American Exceptionalism is a Lie
We like to think we are extraordinary, given our contributions to the world.
We have advanced science, helped our allies win World War I and World War II, and pushed space exploration, among countless examples. Frequently, when the world has needed us, we delivered. Today, however, after a decade of ruinous wars, and faced with deteriorating economic, social and racial inequities, the United States is anything but exceptional. We no longer have an aspirational middle class. We are divided as a country, by design, on wedge issues that keep us fighting each other. Our inability to deal with a global pandemic, and our isolationist Russian puppet of a president, has rendered us useless. Back in the 1980s, with the collapse of the Soviet Union, we looked like a country that had solved all its problems. We were the envy of the world. But our blindness to our failures and our history has bred a complacent nationalism and a disastrous foreign policy that has isolated and alienated us from the global community, says Godfrey Hodgson, author of the Myth of American Exceptionalism. The American belief in exceptionalism is not even exceptional. Quite the contrary. Throughout history, many countries and people have believed they were above the rest. The ancient Greeks believed it and called everyone else “barbarian.” So did the Romans, the British, the Soviets and Eastern cultures. They all believed in their own exceptionalism. Those cultures are studied as relics of once powerful nations.
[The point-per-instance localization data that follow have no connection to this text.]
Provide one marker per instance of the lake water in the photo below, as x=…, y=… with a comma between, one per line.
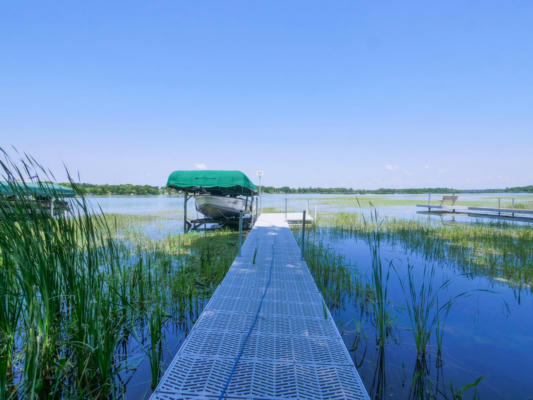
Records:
x=171, y=207
x=487, y=333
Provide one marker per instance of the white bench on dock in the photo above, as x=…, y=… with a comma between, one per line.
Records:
x=266, y=332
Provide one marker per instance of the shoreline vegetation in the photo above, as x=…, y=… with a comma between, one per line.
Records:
x=89, y=189
x=86, y=300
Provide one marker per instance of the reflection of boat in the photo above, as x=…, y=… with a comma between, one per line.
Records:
x=222, y=207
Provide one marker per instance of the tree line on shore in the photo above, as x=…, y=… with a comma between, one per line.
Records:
x=148, y=190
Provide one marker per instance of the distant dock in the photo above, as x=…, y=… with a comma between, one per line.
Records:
x=266, y=332
x=487, y=212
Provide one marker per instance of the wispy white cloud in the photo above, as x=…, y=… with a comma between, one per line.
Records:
x=390, y=167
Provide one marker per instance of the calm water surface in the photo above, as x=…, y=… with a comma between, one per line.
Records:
x=486, y=333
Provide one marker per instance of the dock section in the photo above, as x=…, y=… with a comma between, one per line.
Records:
x=266, y=332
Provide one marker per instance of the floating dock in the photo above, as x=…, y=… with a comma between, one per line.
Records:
x=266, y=333
x=490, y=212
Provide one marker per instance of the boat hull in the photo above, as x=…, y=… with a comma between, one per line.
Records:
x=220, y=208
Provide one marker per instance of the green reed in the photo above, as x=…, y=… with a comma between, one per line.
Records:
x=74, y=289
x=330, y=272
x=502, y=251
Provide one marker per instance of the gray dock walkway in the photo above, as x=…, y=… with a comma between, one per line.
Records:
x=290, y=349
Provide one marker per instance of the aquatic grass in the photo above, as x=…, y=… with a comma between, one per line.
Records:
x=72, y=293
x=426, y=311
x=502, y=251
x=330, y=272
x=379, y=279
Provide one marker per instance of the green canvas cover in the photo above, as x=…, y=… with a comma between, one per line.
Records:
x=213, y=181
x=35, y=189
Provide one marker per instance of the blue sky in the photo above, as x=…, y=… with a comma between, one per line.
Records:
x=341, y=93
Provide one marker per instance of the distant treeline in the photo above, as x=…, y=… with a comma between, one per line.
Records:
x=147, y=190
x=286, y=189
x=118, y=190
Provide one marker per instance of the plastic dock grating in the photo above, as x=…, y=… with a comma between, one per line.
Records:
x=293, y=352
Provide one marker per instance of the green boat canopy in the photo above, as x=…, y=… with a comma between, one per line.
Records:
x=212, y=181
x=35, y=189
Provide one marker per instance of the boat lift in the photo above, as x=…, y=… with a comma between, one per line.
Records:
x=217, y=183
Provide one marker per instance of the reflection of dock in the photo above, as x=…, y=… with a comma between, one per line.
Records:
x=490, y=212
x=265, y=333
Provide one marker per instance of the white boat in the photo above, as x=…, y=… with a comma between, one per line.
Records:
x=222, y=207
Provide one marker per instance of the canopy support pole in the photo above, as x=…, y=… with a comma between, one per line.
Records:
x=185, y=212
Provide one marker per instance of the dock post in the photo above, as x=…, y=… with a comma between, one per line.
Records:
x=185, y=213
x=303, y=235
x=240, y=232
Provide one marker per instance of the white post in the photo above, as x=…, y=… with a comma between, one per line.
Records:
x=260, y=174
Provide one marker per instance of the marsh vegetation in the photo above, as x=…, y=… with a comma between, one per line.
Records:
x=429, y=305
x=86, y=300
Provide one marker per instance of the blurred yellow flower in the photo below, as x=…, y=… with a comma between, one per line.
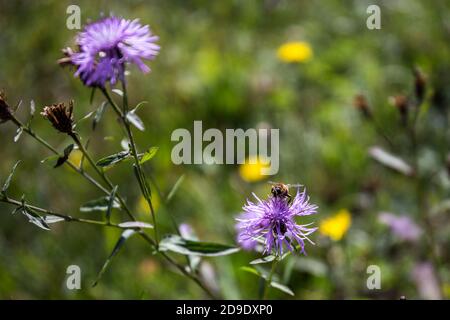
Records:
x=295, y=52
x=251, y=169
x=337, y=225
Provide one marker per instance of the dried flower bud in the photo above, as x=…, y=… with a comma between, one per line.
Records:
x=401, y=103
x=360, y=103
x=448, y=164
x=419, y=85
x=67, y=59
x=60, y=116
x=5, y=110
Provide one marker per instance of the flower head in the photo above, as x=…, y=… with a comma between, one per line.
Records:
x=5, y=110
x=337, y=225
x=60, y=116
x=272, y=222
x=105, y=46
x=295, y=52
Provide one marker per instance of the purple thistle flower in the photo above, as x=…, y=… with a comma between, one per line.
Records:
x=105, y=46
x=272, y=222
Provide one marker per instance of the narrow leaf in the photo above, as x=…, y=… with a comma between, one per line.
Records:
x=391, y=161
x=112, y=197
x=35, y=218
x=282, y=288
x=265, y=259
x=113, y=159
x=118, y=92
x=53, y=219
x=100, y=204
x=175, y=188
x=9, y=179
x=61, y=160
x=99, y=114
x=91, y=98
x=134, y=119
x=32, y=108
x=18, y=134
x=135, y=224
x=148, y=155
x=125, y=235
x=177, y=244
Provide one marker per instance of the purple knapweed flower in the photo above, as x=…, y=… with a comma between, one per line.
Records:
x=272, y=223
x=402, y=226
x=105, y=46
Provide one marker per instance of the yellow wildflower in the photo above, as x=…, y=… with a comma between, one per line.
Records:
x=298, y=51
x=251, y=169
x=337, y=225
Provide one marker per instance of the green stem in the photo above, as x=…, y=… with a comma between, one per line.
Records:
x=140, y=173
x=269, y=279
Rome, Greece, Great Britain and Russia still exist, but gone are the days where the sun never sets on the British Empire. Most Western cultures have adopted a true social democracy in order to survive that incorporates a mix of socialism and capitalism. There are countless comparisons being made today, and rightly so, with the decline of the Roman Empire and a belief among scholars that we are heading down the same path. Our leadership is so divided that we can no longer amend our Constitution to keep up with modern times. There are no useful discussions about term limits or court imbalances. Because of our deep division, neither side of government trusts the other to come together and move the country forward.
The recently departed Ruth Bader Ginsburg asserted she, herself, would not use the U.S. Constitution as a guide today, as it has not kept up with society's changes. California Rep. Adam Schiff asks who can we trust to amend the Constitution? How can we be exceptional when we can’t come together on the basic issues of advancement? Other countries look at us with pity, while some that harbor resentment feel karmic retribution has come to America. Most, however, just want us to come back to the way we used to be and succeed. How can we become the America we once were? How can we be exceptional again? Humility is a start. We must recognize we aren’t that uncommon. We must stop believing the lies being fed to us. And we must elect leaders, real leaders, that can work together. Of all people, Vladimir Putin warned us a long time ago, after the collapse of the USSR: “It is very dangerous to foster the idea of exceptionalism among Americans. It is perilous for politicians and society to fail to notice the moment in which the gap between ideology and reality becomes an abyss. In our case, such failure led to the collapse of the USSR.” He understood us better than we do, which is how he manipulated us, played us like a fiddle and convinced us to elect his puppet. If we don’t change immediately and completely repudiate the GOP, we too will become a relic and a fallen superpower. It doesn’t have to be this way. We can change this. We can reverse this course. Eradicate the party that no longer governs. They are useless relics. Let’s move forward with parties that want a future. They don’t have to want the same thing; they can argue about how we actually can become exceptional. If not, we fail. We become a memory. We need this drastic adjustment, beginning with a Biden/Harris win, and then we can build from there.
The world used to copy us. If we don’t change now, only our memories will be worth copying.